■Senator Kennedy started a full day of campaigning in this area at 7 a.m. when he met with Dr. Thomas F. Corriden, nurses and staff members of Cooley Dickinson Hospital. The senator and his party, led by Northampton Mayor Sean M. Dunphy, met workers as they went to their jobs at the Florence Casket Company, and visited the city’s Public Works Department.
■University and college presidents in the five-college area have responded approvingly to the recently issued report from the President’s Commission on Campus Unrest.
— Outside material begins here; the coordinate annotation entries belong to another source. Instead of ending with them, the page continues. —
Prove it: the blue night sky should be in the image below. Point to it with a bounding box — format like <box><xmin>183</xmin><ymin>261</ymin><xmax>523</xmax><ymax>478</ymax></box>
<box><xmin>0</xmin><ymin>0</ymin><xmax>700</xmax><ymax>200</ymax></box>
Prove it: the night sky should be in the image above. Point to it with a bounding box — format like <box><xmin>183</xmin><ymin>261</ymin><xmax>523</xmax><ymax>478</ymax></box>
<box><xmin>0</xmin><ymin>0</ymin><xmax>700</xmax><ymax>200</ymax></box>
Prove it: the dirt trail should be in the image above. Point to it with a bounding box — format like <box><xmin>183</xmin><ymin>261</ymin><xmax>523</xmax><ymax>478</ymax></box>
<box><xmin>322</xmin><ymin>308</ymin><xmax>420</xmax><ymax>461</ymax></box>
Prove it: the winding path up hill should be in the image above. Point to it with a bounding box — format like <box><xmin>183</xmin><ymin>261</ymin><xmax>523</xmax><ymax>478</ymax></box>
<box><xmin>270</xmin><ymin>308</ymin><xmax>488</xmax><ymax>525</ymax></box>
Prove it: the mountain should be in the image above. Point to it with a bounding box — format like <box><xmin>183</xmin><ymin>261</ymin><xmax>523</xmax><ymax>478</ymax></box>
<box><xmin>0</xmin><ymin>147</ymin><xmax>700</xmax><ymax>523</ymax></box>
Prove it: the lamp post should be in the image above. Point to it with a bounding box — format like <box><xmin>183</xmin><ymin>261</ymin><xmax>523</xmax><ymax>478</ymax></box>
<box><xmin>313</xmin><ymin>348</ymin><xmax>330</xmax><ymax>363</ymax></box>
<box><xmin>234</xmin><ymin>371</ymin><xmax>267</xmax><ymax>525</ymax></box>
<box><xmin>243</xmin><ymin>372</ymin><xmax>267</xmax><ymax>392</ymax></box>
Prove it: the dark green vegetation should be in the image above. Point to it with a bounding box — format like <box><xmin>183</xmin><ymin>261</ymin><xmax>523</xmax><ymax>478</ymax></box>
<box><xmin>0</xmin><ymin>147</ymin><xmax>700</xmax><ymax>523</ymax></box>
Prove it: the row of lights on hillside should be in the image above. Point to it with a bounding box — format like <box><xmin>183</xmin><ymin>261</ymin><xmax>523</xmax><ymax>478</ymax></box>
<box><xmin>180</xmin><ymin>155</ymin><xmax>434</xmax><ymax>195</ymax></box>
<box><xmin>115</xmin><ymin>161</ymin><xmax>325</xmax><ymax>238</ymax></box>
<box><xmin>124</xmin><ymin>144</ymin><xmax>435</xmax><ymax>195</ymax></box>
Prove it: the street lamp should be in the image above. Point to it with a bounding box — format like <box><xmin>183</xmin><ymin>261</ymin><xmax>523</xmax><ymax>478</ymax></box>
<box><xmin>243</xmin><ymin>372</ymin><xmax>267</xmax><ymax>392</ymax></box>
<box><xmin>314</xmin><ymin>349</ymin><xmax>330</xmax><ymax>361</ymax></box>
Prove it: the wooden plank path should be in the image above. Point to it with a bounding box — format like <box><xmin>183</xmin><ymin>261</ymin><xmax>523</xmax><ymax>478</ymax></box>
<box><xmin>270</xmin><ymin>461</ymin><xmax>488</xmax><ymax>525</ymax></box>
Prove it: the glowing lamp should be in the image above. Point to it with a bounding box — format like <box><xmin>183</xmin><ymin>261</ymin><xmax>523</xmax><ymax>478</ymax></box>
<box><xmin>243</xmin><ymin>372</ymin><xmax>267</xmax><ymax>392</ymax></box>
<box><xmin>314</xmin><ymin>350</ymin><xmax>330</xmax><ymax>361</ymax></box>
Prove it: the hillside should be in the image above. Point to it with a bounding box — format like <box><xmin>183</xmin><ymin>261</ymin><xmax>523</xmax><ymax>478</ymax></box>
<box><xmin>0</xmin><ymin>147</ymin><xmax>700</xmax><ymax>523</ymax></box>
Calling it “a well-reasoned, balanced and courageous report,” Chancellor Oswald Tippo of UMass joined the other high officials in echoing the report’s call to President Nixon to reconcile the division in the country.
■In what is being described as a “history-making moment,” Smith College President Ruth Simmons will be installed this weekend in an event drawing attention and attendance from far and wide. Simmons, formerly vice provost at Princeton University, is Smith’s ninth president, and the first black woman to lead one of the Seven Sisters schools.
■A researcher says the discovery that a Springfield baby has eastern equine encephalitis only deepens the puzzles clouding the rare mosquito-borne disease that has plagued coastal areas of the state for generations. “It’s a complete mystery” said John Edman, who teaches entomology at the University of Massachusetts and has conducted a variety of research projects on the mosquitoes linked to the disease.